The plot goes all over the Arbrean map, and then some. Erasmas is drawn out of his concent (“evoked”) and into a sprawling quest across Arbre and into outer space, where he meets aliens from nearby possible worlds who are like himself and us (some of them is us). Along the way, philosophical conversations (“dialogues”) and musings in Erasmas’s head reveal that the history of ideas and physical theory on Arbre essentially tracks our own.
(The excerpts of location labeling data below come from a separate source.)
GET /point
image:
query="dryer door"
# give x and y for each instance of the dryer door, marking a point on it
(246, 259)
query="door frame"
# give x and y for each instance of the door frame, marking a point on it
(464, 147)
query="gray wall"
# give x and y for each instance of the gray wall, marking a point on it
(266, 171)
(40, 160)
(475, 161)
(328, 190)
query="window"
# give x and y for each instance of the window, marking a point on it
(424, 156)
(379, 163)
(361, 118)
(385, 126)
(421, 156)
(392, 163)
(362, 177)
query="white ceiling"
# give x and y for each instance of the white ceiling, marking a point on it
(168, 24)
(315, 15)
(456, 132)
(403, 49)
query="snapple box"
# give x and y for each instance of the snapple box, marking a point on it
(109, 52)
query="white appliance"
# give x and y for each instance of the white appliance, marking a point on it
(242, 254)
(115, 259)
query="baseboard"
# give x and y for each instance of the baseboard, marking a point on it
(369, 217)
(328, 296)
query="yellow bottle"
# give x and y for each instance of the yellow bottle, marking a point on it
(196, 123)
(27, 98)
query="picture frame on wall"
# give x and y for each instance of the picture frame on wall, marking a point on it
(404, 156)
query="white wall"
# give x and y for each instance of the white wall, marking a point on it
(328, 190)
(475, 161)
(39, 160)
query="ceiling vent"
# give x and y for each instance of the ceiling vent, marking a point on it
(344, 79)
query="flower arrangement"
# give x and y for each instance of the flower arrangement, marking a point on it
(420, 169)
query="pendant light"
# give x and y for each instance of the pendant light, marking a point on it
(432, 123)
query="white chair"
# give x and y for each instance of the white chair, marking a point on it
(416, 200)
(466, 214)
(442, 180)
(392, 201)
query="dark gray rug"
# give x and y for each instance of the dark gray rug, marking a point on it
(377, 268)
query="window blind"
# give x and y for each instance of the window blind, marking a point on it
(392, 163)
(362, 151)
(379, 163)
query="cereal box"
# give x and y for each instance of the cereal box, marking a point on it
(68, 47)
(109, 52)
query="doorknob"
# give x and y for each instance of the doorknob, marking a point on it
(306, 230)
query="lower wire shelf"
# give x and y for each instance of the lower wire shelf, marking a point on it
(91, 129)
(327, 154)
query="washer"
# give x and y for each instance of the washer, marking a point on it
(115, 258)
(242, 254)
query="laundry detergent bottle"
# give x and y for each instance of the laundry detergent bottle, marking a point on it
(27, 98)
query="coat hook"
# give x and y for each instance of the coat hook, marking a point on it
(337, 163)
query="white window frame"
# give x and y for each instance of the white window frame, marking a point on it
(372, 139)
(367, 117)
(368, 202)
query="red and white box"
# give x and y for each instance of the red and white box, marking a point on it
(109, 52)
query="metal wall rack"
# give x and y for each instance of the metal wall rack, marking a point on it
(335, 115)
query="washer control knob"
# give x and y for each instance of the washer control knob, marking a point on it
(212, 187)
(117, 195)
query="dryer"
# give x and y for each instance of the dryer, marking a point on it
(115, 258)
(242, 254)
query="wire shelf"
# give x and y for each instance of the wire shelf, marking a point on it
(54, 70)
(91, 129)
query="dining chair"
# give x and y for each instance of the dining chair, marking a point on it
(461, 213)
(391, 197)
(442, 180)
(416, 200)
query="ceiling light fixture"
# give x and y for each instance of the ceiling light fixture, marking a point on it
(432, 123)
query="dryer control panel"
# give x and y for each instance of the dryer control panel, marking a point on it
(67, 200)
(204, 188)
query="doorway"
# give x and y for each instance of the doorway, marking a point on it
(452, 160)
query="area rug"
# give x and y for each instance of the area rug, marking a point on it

The book has an extensive glossary, much of which is devoted to mathic equivalents of familiar philosophical and scientific concepts—”Gardan’s Steelyard” for “Occam’s razor,” “Protas” for “Plato,” “Adrakhonian” for “Pythagorean.” I can’t deny the considerable delight for the nerdish reader in discovering these equivalences, and another of Stephenson’s talents is an ear for le mot juste when it comes to alien-spoofing neologisms. In fact none of the Arbrean terms is supposed to be a verbatim re-creation of their language; in the introduction to the book, Stephenson spells out that the special words used in the narrative are meant to capture the flavor of Arbrean thought in terms resonant to the terrestrial reader.
It might seem as though the philosophical themes bandied about in Anathem would be of special interest to a philosophy student. But since controversies such as nominalism vs. Platonism and the catastrophe that is postmodernism are introduced without being plumbed, much less advanced, I can’t say I experienced more than a feeling of solidarity with these aliens from our shared intellectual predicament.
My bottom line on this book is that I don’t regret reading it, yet I wonder whether reading another NS epic will be worth the time spent. I’m also interested in computers, so I may at least begin Cryptonomicon, which I already own.